Lorsque le régime fait pression sur les médias internationaux

 

Et pourtant, bien peu de mentions de Singapour dans les grands médias. « L’agressivité des procès en diffamation contre les médias internationaux ont eu un effet vraiment glaçant », nous explique Phil Robertson, d’autant que de l’autre main, Singapour empêche toutes publications des correspondants internationaux installés sur place dont le contenu ne lui conviendrait pas. Singapour profite du surcroit de la comparaison avec ses voisins asiatiques : « dans le cadre de la restriction de la liberté d’expression, peu de personnes ont été envoyées en prison pour des peines aussi longues qu’en Chine ou au Vietnam. Singapour joue d’un certain sens de la proportion, et une partie des médias internationaux en concluent que le régime Singapour n’est finalement ‘pas si terrible’. »

 

Un seul parti au pouvoir

 

Et lorsqu’on lui demande si la puissance économique de la ville-Etat n’aide pas Singapour à appliquer son régime totalitaire en toute impunité, et discrètement, Phil Robertson est clair : « la force économique et financière de Singapour n’a rien à voir avec la faiblesse du respect des droits humains.
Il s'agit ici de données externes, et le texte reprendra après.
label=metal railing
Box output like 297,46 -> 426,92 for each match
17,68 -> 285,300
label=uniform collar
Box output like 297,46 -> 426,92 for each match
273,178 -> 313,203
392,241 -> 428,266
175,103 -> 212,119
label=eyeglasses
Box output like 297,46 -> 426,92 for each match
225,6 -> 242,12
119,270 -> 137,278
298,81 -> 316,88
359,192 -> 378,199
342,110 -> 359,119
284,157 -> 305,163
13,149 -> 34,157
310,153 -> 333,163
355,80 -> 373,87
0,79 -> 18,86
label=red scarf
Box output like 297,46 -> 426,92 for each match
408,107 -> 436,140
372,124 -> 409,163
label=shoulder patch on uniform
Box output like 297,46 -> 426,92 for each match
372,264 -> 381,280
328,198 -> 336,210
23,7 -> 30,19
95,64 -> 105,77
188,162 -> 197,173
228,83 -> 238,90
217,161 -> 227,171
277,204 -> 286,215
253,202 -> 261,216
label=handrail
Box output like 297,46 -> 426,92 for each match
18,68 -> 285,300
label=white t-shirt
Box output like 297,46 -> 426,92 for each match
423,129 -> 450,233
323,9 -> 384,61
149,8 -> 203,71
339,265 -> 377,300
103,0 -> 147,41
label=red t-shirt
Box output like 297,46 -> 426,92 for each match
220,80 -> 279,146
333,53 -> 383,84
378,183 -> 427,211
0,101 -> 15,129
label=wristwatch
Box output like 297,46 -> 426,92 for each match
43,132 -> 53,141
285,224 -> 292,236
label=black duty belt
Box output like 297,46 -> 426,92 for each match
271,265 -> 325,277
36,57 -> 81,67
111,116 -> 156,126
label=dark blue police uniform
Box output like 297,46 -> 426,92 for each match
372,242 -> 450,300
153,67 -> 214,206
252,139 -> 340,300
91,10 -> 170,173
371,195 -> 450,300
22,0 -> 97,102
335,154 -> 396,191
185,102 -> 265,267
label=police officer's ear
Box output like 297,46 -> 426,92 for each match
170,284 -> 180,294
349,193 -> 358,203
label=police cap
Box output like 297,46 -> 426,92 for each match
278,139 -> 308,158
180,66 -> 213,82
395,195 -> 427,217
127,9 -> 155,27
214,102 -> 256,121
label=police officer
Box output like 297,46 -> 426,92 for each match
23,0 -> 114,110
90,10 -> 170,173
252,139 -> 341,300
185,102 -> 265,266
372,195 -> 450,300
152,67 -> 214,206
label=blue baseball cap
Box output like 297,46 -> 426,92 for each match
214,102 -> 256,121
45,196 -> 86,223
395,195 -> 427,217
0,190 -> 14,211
Ce qui compte bien plus, c’est que ce régime n’est composé que d’un seul parti autorisé au pouvoir, le Parti d’Action du Peuple (PAP), depuis que Lee Kuan Yew a pris le pouvoir en tant que Premier ministre en 1959. Le discours public s’est peut être adouci ces dernières années, mais la rigueur des restrictions des libertés est toujours la même. » La télévision, la radio est les journaux sont toujours tenus par la main de fer du PAP.

 

Les Singapouriens doivent s’élever pour réclamer le respect de leurs droits

 

N’y a-t-il aucun changement à espérer, tant que Singapour restera loin de la une des journaux mondiaux ? « Je n’espère pour ma part pas grand-chose du changement de dirigeant. Lee Vien Long a succédé à son père Lee Kuan Yew, à qui succédera un autre col blanc du PAP qui n’aura aucun intérêt à réformer le régime ». La volonté doit tout d’abord être émise par les Singapouriens eux-mêmes, qui ensuite devront être soutenus sans réserve par la communauté internationale. « Sur ce plan, j’estime que les Nations Unies, ainsi que tous les pays qui réclament des droits humains, tels les Etats Unis, le Canada, l’Europe, ont un rôle majeur à jouer, qu’ils n’exercent pas suffisamment aujourd’hui. » C’est à eux de faire pression sur Singapour, et Phil Robertson mise sur le fait que « le régime est très sensible à son image à l’internationale, et réagira rapidement à des pressions mondiales. » Toutefois, rappelle-t-il, le premier pas doit être effectué par les Singapouriens eux-mêmes.